Infinarray Views allow you to access the file as if it were mapped with another function. Views do not change the underlying file in anyway and thus are readonly. You create a view from a previously created Infinarray object and a mapping function that converts the original values in the Infinarray object to the mapped value.

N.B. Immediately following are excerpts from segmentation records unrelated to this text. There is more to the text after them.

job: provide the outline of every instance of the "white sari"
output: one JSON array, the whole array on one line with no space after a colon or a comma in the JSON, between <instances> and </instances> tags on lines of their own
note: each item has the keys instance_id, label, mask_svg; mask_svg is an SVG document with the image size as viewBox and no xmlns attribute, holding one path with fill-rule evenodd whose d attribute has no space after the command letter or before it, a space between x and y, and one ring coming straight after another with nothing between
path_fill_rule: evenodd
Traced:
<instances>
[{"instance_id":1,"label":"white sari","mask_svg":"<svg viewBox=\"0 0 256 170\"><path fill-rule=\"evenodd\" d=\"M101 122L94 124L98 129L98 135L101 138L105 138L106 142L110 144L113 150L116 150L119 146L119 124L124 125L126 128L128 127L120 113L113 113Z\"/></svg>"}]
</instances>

import { Infinarray, InfinarrayView } from 'infinarray';

// See above for the music.txt example file
const myArray = new Infinarray<[string, number, string]>('music.txt', {
  delimiter: '\n',
  skipHeader: true,
  parseLineFn: JSON.parse,
});
await myArray.init();

const view = new InfinarrayView(
  myArray,
  (row: [string, number, string]) =>
    `The artist ${row[0]} was born on ${row[1]} in the ${row[2]}`
);

console.log(await view.get(0)); // The artist Billy Joel was born on 1949 in the USA

Benchmarks

The benchmarking program is in test/benchmark.ts

These are results from a machine with a Intel i7-14700K, 32GB RAM

┌───────────────────────────────────────┬─────────────┬────────────────────────┬────────────┬─────────┐
│ Task                                  │ ops/sec     │ Average Time (ms)      │ Margin     │ Samples │
├───────────────────────────────────────┼─────────────┼────────────────────────┼────────────┼─────────┤
│ 'load file - 1m row file'             │ '1'         │ 874.8188999999996      │ '±0.36%'   │ 10      │
│ 'load file - 150k row file'           │ '7'         │ 136.0815599999998      │ '±0.76%'   │ 10      │
│ 'load file - 250 row file'            │ '3,051'     │ 0.3276722986247347     │ '±1.32%'   │ 1527    │
│ 'load file - 4 row file'              │ '7,284'     │ 0.1372766675816727     │ '±1.36%'   │ 3643    │
│ 'sequential read - 1m row file'       │ '1,056,431' │ 0.0009465825108564938  │ '±14.31%'  │ 528385  │
│ 'sequential read - 150k row file'     │ '1,039,074' │ 0.0009623946131193574  │ '±14.27%'  │ 519633  │
│ 'sequential read - 250 row file'      │ '6,649,973' │ 0.00015037654271179697 │ '±0.69%'   │ 3324988 │
│ 'sequential read - 4 row file'        │ '6,104,166' │ 0.00016382252257783711 │ '±1.97%'   │ 3052084 │
│ 'random sample - 1m row file'         │ '700'       │ 1.4270456140351684     │ '±195.97%' │ 513     │
│ 'random sample - 150k row file'       │ '27,706'    │ 0.036093145593134424   │ '±87.14%'  │ 15873   │
│ 'random sample - 250 row file'        │ '5,504,555' │ 0.0001816677191208119  │ '±0.67%'   │ 2752298 │
│ 'random sample - 4 row file'          │ '5,530,562' │ 0.00018081342156039352 │ '±0.67%'   │ 2765282 │
│ 'slice 2500 elements - 1m row file'   │ '400'       │ 2.496337810945246      │ '±1.56%'   │ 201     │
│ 'slice 2500 elements - 150k row file' │ '407'       │ 2.4522663414635177     │ '±1.99%'   │ 205     │
└───────────────────────────────────────┴─────────────┴────────────────────────┴────────────┴─────────┘

Contributing

I am far from an expert on streams, caching, or life in general, and I'm always looking to improve this package. If you see some glaring issues, find a bug, or have any questions, please file an issue on the GitHub repo. I am also open to any PRs if you are feeling generous!